Restait un grave dilemme à résoudre. Anna savait, comme la plupart des médecins, qu'il arrivait que le bébé se présente mal lors de la naissance et que dans ce cas, un chirurgien particulièrement habile pouvait extraire le foetus de l'utérus en incisant le ventre de la mère. La technique, nommée césarienne, était risquée et dangereuse à la fois pour la femme et pour l'enfant. La mère décèdait souvent des suites de l'opération, et le bébé, sans l'apport du lait maternel, mourrait la plupart du temps de faim - peu de nouveaux-nés supportaient d'emblée le lait de chèvre ou de vache, non-stérilisé. Cependant, risquée lors d'un accouchement, la technique s'appliquait avec bien moins de risques lors d'autres circonstances...
Anna pouvait proposer à la jeune fille d'avorter. Elle se savait tout à fait capable de vider la matrice de son contenu en une simple opération, et ses taux de survie des patients opérés frolaient le maximum - elle prenait les règles d'hygiène très au sérieux. Maquiller l'intervention en crise d'appendicite serait un jeu d'enfant. Aucune trace ne subsisterait... Et Lilian risquait l'expulsion du navire si Mary Bell découvrait le pot aux roses. Et si elle découvrait que le médecin était dans le secret... Elles feraient deux belles exilées. La situation semblait limpide...
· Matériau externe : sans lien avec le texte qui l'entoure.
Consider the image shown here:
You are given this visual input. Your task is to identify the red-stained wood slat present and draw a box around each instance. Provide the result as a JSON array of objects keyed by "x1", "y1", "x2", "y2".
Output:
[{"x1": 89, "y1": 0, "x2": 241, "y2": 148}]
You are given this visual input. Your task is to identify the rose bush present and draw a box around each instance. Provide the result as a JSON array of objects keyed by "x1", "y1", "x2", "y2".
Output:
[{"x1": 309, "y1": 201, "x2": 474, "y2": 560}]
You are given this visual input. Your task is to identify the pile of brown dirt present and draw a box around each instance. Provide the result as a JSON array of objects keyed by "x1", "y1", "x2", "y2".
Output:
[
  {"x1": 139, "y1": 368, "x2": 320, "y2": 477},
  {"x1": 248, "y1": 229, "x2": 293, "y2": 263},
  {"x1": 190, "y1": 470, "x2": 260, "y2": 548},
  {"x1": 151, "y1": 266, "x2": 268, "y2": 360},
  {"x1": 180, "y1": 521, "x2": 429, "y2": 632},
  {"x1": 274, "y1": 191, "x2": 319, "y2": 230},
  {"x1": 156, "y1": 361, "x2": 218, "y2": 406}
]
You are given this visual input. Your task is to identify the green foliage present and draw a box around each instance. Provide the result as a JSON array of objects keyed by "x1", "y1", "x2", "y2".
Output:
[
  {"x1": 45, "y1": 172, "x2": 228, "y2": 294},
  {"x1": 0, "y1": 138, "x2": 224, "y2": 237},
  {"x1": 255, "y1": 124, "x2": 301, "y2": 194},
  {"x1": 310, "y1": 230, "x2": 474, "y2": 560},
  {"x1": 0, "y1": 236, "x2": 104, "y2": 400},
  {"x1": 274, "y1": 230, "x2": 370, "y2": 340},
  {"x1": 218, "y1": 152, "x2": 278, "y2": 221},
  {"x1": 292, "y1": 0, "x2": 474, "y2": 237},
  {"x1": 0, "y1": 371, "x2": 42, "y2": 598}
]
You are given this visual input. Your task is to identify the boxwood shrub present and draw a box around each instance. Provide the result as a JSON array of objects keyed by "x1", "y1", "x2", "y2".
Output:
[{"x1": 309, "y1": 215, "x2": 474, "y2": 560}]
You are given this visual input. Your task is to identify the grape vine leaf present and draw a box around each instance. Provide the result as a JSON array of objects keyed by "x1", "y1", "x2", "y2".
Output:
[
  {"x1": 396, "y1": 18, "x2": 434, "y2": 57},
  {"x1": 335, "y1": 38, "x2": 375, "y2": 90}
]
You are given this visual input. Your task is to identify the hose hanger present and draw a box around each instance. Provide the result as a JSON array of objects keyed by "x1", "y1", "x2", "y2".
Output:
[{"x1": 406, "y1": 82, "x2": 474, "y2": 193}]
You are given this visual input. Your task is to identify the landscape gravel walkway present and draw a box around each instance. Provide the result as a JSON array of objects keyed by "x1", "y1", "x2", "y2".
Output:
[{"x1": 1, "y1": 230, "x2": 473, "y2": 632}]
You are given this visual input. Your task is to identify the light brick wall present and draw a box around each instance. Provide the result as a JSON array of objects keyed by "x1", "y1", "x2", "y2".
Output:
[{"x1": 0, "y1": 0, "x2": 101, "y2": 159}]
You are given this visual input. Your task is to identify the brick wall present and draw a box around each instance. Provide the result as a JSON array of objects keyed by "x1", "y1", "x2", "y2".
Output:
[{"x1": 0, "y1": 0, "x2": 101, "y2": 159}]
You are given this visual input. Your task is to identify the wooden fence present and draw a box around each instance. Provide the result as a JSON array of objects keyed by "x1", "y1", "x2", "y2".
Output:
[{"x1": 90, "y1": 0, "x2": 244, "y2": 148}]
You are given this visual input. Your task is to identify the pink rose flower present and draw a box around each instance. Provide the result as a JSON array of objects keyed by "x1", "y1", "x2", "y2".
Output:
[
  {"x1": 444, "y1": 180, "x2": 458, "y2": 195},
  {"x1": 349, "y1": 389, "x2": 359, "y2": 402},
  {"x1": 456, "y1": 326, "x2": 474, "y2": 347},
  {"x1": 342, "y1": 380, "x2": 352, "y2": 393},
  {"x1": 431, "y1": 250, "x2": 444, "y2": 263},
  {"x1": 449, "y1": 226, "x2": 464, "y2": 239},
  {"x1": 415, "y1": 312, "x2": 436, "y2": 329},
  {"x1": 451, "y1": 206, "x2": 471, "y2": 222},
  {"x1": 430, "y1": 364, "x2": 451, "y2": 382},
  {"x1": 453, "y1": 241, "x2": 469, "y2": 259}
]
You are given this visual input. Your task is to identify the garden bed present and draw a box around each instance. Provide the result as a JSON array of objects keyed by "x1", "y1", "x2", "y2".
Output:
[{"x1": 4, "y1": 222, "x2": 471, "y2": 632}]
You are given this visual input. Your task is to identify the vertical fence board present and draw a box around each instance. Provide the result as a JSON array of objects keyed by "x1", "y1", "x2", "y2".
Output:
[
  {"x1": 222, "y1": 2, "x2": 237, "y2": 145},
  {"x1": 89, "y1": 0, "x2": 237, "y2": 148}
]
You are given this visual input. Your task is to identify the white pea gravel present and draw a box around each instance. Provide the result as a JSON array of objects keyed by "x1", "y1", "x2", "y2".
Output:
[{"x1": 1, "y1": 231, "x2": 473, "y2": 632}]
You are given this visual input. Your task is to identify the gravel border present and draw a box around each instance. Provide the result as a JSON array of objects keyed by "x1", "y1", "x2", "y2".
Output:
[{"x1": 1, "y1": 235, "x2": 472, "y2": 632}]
Anna prit une grande inspiration et descendit sa main du front au ventre de Lilian.

- Tu ne pourras pas rester à bord si Mary découvre que tu es enceinte, ce qui finira forcément par se voir. Et tu ne pourras pas non plus t'occuper seule d'un nouveau-né si tu n'as pas d'argent pour le nourrir. Je ne peux pas prendre la décision à ta place mais... Si tu le désires, je peux enlever l'enfant de ton ventre.

Et il faudrait alors sommer la jeune femme de se taire. Car en 1770, Anna savait fort bien que le seul sort réservé aux avorteuses était la pendaison.